I can't imagine how terrifying an earthquake would be. I've never been through one. We have tornadoes here sometimes, and I'm told we're near a major fault line but so far we've avoided it.

Pat Hatt said...

Been in a hurricane before, pretty much screwed up most of the province for a week haha

Jennifer R. Hubbard said...

I've never been through an earthquake that was big enough to feel. Ironically, when an earthquake hit my part of eastern PA a few years ago, I was in California at the time.

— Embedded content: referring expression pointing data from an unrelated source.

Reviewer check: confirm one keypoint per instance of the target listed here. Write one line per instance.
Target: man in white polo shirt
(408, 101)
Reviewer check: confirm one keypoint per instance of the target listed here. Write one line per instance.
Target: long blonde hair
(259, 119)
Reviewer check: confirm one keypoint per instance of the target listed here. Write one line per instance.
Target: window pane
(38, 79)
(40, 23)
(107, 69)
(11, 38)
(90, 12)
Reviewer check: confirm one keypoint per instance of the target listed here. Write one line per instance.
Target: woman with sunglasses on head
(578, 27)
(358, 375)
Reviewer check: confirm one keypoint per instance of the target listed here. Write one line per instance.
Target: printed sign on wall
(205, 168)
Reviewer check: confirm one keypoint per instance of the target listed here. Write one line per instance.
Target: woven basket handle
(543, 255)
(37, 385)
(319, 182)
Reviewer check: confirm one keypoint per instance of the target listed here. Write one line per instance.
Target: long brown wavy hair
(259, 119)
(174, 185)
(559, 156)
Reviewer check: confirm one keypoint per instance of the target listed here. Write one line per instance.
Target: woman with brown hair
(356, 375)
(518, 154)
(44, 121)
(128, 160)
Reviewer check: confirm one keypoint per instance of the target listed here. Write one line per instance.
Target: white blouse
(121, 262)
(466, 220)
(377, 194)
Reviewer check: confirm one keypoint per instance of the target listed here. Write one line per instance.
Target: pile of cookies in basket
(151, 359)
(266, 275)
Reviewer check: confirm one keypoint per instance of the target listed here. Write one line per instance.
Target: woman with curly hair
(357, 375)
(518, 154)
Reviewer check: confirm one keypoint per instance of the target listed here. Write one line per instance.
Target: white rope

I've been through several hurricanes and blizzards and ice storms. The main upside to them is that they're predictable, unlike earthquakes. Blizzards can be quite cozy if you have supplies and the power doesn't go out!

Liz A. said...

I haven't read this one, but I have seen that it was assigned to various middle school classes. I didn't realize it took place during the earthquake.

As for natural disasters, I've been in my share of earthquakes. The southern California ones. In fact, some of my favorite high school memories involve earthquakes. (There was a big one my junior year in October, and the rest of the school year we were plagued with aftershocks.)

Liz A. from Laws of Gravity

Elizabeth said...

This book sounds fascinating! I like the name Moon Shadow. As for natural disasters, I live in Oklahoma, which is notorious for crazy weather. Thankfully, I've never seen a tornado in person, but we have had pretty bad wind damage. I've also been through two ice storms and my family had no electricity for 12 days after that 1st storm. I've also experienced a minor earthquake and it was such a strange experience.

JazzFeathers said...

I have never heard of this book, but now I really want to read it. Early XX century stories are particularly close to my heart.

And the earthquake. A few years ago, we had a very bad earthquake here in Italy. It happened many kilometres away from where I live, but we felt it anyway. What stroke me the most is the sense of impotence. The earth shakes and there's absolutely nothing you can do about it. You just have to hope for the best and cope with what she leaves in her wake.

Claire Annette said...

I haven't read this but your review makes me want to go to the library and get it.

Growing up in Southern California I experienced a number of earthquakes and fires which spread quickly by the Santa Ana Winds.